Transform Your Practice: How Population Health Can Help You and Your Patients


Population health represents a massive shift in the cultural foundation of healthcare.

You probably hear the term tossed around at conferences and in social media, but we want to use this article to familiarize you with what exactly it is, how it’s being used, the technology around it, and how you can expect it to impact your world as a provider.


What Population Health Is

In its broadest sense, population health is the health outcomes of a group of individuals, but it also includes looking at the distribution of those outcomes within the group. Those groups can be determined by multiple demographics including


  • Geography
  • Race/Ethnicity
  • Gender
  • Socioeconomic status
  • Nations/Communities
  • Company of employment
  • Disability
  • Relationship with the penal system


One of the broad goals of population health as a management initiative is to eliminate differences of health within groups, or at least reduce them substantially. It’s most important to note the distinction between the overall health within these populations and the distribution of health within those same groups.

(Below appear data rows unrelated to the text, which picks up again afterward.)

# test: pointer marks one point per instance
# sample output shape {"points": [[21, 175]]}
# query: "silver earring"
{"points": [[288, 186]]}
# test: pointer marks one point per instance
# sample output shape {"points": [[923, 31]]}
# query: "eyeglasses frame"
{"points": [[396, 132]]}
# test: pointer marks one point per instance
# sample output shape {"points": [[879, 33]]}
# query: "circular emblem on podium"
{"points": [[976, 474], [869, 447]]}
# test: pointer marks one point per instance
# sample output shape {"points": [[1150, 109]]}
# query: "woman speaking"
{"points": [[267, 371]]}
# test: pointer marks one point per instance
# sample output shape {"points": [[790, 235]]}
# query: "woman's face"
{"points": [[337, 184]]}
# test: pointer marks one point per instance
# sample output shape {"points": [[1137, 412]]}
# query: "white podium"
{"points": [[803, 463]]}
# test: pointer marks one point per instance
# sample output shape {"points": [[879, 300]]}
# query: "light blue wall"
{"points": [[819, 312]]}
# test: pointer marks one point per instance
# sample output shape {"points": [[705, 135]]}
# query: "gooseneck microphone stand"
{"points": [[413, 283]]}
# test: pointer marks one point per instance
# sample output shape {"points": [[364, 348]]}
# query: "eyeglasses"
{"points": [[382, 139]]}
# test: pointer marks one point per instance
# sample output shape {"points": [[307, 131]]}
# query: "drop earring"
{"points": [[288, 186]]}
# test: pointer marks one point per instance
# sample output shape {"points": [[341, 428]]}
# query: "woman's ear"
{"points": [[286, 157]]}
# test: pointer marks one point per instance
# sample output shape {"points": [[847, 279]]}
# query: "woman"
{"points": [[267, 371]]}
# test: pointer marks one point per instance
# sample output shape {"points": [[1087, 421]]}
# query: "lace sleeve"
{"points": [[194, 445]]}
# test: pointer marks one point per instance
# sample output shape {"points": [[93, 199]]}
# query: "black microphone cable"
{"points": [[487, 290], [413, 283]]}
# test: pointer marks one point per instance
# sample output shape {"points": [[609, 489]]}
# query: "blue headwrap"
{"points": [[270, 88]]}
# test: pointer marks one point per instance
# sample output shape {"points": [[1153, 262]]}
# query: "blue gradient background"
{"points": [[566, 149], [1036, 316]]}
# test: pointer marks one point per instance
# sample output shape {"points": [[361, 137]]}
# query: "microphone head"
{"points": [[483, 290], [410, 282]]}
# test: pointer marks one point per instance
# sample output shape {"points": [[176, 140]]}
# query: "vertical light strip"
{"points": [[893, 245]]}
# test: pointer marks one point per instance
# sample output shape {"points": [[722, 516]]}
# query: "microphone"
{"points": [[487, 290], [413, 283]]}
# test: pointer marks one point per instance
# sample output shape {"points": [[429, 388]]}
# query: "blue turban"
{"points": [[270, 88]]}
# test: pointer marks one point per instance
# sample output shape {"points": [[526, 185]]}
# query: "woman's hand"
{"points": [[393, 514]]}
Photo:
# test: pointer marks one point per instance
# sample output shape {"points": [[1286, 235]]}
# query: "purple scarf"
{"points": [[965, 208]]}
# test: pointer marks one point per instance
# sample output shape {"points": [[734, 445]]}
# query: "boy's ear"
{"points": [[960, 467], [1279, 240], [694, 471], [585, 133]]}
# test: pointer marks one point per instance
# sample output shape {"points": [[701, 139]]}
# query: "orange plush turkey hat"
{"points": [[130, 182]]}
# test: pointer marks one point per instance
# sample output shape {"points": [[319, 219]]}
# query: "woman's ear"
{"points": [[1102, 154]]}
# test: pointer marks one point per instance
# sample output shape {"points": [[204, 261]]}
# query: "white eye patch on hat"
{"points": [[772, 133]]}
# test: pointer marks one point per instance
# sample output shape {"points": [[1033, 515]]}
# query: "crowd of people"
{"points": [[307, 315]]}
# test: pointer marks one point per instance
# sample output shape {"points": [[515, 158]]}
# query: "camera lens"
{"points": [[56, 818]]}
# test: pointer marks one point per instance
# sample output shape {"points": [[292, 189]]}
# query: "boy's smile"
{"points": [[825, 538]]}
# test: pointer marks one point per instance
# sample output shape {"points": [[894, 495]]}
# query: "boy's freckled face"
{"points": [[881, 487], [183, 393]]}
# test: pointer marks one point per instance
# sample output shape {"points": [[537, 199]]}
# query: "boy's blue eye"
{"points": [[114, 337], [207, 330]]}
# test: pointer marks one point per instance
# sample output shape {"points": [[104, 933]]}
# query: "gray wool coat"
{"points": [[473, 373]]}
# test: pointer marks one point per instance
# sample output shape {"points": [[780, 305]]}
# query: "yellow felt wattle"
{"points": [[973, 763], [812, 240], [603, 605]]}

Another important distinction to make is between that of population health and public health. Public health refers the critical functions of state and local public health entities (e.g. epidemic prediction, containment of environmental hazards, the encouragement of healthy behavior.) That said, broader definitions that include the insurance of the health of the public can intersect with the concept of population health.

Whether it intersects with public health or not, population health will involve multiple stakeholders, technologies, and principles in its application.


How Population Health Is Being Used

Since population health is such a broad concept, you’ll see it popping up everywhere from the treatment of different diseases to the basis of tech development and research. Here are a few examples of the most prominent areas you’ll see it referenced.


Disease Management

The world is losing its battle against diabetes. In the U.S. alone it is the sixth leading cause of death as well as the leading cause of non-traumatic amputations, new cases of blindness, and the leading cause of kidney failure. Population health-based initiatives are promising a new way of addressing this growing problem.

disease management

One of the most challenging aspects of the addressing diabetes is the sheer complexity of the condition. Because of fragmented services, chronic patients may visit over a dozen separate physicians in a year, increasing their chance of being subject to the effects of a medical error, even within the same provider community of one hospital. Much of this is caused by the disconnect in information sharing between acute care and other settings. Patients and their families are left to coordinate care through the healthcare continuum themselves, leaving us with the fact that only 56% of care that is recommended by physicians is actually received. Add on the issue of self-management in the diabetic patient (a heavy influencer of health outcomes) and the results aren’t surprising.

Both payers and providers are coordinating their efforts to use population health to address some of the shortfalls in diabetes management. Once an organization has identified a cohort of interest (this might be age, geography, diagnosis, or another demographic factor) they can identify gaps in care, begin stratifying the cohort based on risk, and then move on to properly engaging the patient, managing care, and measuring outcomes.


This involves outreach, education, treatment and assessment, and prevention to maintain contact with a patient that flows through all points of the care process — before, during, and after medical intervention. Clinicians, financial analysts, and IT teams have been organized by strategists to map three, population health-based paths that lead to better diabetes outcomes with lowered costs.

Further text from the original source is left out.